Spatio-temporal clustering methods developed as part of the Deliverable 3.3.1 of the [Trendminer FP7 project] (http://www.trendminer-project.eu)
- Java v1.6+
- Mallet v2.0.7+
This application implements three main functionalities:
- transformation of the data from the Trendminer format to Mallet format
- creation of train and test instance files
- execution of spatio-temporal clustering using the Dirichlet-multinomial regression model (DMR)

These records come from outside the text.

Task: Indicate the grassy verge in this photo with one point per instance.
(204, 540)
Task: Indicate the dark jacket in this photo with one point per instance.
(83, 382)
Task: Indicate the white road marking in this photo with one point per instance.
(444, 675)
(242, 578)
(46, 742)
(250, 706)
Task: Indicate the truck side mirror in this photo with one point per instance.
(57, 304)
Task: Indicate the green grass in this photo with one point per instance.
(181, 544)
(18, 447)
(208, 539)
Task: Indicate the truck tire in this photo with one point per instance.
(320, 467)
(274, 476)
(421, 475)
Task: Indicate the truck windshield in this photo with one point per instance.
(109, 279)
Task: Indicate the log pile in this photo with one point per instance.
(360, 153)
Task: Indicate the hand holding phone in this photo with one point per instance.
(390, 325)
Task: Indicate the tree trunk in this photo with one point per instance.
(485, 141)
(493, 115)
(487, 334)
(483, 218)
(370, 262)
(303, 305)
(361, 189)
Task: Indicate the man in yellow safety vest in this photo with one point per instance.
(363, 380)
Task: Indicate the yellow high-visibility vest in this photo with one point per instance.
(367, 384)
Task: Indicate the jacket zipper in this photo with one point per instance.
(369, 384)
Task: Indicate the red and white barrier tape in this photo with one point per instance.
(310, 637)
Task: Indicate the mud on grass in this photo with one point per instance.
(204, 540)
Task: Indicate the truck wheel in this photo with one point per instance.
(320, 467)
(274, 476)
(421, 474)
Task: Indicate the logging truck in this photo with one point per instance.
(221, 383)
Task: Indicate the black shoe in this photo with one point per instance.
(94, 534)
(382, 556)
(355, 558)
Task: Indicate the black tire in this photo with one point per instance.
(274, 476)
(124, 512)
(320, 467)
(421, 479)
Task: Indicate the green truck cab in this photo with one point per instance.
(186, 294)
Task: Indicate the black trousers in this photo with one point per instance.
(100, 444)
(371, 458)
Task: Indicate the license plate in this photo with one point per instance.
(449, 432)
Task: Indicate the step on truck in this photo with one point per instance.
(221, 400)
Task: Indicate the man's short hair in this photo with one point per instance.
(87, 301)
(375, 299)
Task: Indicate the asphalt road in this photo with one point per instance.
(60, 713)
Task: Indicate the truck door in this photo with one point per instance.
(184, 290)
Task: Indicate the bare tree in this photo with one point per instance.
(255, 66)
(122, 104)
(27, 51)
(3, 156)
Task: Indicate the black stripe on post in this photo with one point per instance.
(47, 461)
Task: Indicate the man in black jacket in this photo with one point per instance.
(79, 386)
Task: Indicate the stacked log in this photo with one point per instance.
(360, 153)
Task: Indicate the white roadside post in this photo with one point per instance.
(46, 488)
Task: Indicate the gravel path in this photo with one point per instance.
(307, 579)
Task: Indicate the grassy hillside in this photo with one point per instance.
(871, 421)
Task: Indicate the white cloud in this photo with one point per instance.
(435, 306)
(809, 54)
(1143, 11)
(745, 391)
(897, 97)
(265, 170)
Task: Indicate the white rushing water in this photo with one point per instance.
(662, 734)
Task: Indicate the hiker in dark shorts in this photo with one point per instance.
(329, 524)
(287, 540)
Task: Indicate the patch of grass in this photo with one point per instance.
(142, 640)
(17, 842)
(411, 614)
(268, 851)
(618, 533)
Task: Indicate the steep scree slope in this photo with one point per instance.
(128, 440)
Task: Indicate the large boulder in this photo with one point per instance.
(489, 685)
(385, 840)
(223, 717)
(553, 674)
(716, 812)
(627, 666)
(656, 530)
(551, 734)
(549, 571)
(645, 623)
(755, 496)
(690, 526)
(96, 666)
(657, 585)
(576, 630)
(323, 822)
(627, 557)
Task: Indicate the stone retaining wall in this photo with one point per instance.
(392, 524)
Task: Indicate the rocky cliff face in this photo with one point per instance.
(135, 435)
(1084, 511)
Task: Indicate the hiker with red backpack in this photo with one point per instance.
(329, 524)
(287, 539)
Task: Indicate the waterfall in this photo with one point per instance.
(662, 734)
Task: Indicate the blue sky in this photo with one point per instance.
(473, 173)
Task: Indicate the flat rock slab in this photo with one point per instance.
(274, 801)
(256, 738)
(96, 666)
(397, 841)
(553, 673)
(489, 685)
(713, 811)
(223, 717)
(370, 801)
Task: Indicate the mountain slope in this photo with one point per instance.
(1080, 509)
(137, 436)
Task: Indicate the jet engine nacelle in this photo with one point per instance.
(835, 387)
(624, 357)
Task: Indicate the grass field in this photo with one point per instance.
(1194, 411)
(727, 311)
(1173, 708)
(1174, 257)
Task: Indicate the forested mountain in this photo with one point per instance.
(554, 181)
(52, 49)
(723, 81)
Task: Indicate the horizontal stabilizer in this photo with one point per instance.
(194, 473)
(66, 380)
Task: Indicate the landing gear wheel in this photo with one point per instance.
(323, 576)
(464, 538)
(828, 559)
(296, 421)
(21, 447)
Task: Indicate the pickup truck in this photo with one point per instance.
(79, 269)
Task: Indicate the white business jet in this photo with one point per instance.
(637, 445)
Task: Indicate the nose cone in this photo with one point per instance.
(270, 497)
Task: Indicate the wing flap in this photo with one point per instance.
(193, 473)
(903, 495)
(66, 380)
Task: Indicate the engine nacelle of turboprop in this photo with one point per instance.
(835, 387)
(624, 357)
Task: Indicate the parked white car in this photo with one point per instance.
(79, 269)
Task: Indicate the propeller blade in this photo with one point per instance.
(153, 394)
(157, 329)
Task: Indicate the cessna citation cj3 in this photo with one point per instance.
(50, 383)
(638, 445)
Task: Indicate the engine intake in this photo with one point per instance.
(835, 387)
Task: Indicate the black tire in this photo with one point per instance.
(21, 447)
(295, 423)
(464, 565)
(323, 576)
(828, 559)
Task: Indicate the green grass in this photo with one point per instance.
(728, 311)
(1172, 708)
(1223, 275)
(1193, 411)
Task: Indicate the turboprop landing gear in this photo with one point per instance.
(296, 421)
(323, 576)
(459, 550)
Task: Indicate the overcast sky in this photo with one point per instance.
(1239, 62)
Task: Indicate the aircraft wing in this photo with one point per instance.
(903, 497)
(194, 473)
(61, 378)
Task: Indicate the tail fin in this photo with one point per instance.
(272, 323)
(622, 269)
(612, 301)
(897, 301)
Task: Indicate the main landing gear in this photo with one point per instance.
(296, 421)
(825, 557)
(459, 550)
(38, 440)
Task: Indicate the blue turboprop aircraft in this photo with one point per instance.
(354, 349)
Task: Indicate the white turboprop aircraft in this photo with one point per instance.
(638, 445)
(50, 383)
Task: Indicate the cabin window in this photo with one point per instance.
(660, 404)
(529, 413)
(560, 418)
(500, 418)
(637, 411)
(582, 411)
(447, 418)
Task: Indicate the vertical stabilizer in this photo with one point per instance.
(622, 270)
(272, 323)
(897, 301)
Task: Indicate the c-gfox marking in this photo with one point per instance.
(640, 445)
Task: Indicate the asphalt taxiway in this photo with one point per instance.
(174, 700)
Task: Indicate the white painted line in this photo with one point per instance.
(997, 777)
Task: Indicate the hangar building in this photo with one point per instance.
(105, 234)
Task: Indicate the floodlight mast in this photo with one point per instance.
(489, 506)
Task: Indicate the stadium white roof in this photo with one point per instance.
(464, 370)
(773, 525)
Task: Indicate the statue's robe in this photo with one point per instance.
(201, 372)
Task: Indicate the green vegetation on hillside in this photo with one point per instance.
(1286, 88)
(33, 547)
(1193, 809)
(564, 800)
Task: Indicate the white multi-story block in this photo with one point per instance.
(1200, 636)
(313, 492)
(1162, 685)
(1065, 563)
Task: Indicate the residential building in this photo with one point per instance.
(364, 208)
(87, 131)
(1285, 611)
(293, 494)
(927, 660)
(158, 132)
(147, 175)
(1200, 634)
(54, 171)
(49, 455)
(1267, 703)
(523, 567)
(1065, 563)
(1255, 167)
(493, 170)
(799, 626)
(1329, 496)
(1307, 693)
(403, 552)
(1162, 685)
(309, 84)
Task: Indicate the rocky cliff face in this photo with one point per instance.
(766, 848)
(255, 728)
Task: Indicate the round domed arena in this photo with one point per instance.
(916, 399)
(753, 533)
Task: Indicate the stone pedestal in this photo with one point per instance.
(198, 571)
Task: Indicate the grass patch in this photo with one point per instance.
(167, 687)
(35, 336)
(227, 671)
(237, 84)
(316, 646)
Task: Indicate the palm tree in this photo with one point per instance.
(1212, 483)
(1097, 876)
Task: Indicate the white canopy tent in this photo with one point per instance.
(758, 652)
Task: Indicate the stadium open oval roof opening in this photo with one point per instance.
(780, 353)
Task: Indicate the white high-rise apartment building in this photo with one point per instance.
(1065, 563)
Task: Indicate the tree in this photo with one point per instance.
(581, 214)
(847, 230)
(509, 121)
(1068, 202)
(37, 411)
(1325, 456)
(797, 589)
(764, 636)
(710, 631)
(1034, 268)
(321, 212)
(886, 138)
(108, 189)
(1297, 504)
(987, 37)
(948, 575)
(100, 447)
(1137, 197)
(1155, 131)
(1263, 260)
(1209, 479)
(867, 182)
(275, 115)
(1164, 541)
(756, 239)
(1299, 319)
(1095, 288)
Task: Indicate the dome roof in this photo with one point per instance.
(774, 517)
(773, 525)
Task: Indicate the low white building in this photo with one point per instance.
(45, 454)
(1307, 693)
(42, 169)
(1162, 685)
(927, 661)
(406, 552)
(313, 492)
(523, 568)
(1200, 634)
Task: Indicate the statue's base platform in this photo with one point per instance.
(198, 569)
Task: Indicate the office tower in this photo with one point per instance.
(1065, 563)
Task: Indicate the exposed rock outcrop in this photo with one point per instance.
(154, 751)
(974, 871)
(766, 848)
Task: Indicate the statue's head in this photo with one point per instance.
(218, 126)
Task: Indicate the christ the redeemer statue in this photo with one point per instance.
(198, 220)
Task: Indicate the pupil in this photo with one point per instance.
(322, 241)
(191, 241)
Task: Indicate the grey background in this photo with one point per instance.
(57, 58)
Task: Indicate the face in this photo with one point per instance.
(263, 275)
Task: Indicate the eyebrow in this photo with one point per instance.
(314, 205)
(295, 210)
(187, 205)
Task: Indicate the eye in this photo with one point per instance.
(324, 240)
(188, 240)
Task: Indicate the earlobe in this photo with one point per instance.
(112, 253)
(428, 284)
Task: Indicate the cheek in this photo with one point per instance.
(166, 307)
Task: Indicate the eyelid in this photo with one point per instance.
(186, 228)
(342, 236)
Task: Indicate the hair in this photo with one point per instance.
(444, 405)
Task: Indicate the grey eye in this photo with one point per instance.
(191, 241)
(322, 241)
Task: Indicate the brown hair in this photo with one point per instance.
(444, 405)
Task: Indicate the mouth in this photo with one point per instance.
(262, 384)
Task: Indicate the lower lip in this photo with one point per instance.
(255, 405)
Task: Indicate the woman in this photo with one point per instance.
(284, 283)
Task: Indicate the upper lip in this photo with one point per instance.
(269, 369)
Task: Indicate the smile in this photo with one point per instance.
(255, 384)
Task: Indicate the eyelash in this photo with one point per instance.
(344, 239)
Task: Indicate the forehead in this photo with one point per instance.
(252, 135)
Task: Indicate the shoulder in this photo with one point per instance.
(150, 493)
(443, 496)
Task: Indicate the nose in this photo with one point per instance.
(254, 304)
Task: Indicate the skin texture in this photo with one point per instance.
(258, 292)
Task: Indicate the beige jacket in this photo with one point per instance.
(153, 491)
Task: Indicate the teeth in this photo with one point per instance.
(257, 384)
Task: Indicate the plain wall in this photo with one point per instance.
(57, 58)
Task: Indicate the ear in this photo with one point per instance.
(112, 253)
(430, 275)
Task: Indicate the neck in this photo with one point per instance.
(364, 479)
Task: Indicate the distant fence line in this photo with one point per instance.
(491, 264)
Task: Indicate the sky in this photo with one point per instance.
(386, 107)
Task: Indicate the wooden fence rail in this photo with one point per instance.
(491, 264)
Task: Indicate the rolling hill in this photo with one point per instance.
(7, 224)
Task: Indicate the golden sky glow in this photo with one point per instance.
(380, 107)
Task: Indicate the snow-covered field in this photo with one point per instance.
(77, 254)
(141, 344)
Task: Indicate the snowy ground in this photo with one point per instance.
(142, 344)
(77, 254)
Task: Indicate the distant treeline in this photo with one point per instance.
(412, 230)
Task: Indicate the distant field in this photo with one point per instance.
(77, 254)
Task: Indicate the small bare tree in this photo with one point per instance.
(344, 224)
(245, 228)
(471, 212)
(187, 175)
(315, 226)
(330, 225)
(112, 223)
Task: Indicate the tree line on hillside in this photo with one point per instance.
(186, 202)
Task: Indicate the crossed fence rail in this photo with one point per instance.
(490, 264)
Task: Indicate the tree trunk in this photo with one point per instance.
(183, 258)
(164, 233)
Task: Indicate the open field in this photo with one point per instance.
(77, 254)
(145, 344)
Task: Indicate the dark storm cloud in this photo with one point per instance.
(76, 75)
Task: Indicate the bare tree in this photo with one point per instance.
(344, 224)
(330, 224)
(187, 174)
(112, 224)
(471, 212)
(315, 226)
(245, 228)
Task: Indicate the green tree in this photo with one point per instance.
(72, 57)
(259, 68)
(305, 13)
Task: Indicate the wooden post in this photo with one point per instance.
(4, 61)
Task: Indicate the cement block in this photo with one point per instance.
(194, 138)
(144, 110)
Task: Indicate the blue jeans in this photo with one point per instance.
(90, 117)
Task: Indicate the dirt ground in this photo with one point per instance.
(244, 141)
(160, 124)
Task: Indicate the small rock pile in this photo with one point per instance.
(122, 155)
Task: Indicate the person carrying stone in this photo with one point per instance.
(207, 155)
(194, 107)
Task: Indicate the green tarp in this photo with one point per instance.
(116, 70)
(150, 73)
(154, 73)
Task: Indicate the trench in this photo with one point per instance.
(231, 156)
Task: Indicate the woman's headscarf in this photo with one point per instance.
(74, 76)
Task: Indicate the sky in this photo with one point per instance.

Transforms data from the Trendminer format to the Mallet format. The data is in a folder containing the following files:
- dictionary: the dictionary used in the format 'word_id word', one word/line, starts with 0
- dates: the map to the actual calendar days in the format 'day_id YYYY-MM-DD', one date/line, starts with 0
- cities: the map to the city names in the format 'city_id city', one city/line, starts with 0
- GEO: the map with details of each city in the format 'city_id city latitude longitude country', one city/line, starts with 0
- sora_vs: the data transformed in the following format 'word_id day_id city_id[TAB]frequency', one word/line, representing the frequency of word_id on day_id and in city_id
Several setups are available for transforming the data for clustering, based on the methods decribed in D3.3.1:
-
Monthly indicator features (Mid):
java -Xmx6G -jar dist/trendminer-sptempclustering-importer.jar --startMonth 06 --endMonth 06 --startYear 2012 --endYear 2013 --useMonthlyIndicatorFeatures true --mainDir data/
mainDir represents the data directory; startMonth, startYear, endMonth, endYear indicate the time interval of the data to be processed
-
Temporal smoothing with RBF kernels (TimeRBF):
java -Xmx6G -jar dist/trendminer-sptempclustering-importer.jar --sigma 30 --startMonth 06 --endMonth 06 --startYear 2012 --endYear 2013 --mainDir data/
RBF kernels are situated equidistant at the middle of every month. The sigma parameter indicates the RBF width.
-
To use city indicator features add the parameter:
--useCityFeatures true
-
To use country indicator features add the parameter:
--useCountryFeatures true
-
To use spatial smoothing features add the parameters:
--geokernel true --sigma_GEO 2
This represents the width of the RBF kernel. RBF kernels are situated with the center in each city in the city list.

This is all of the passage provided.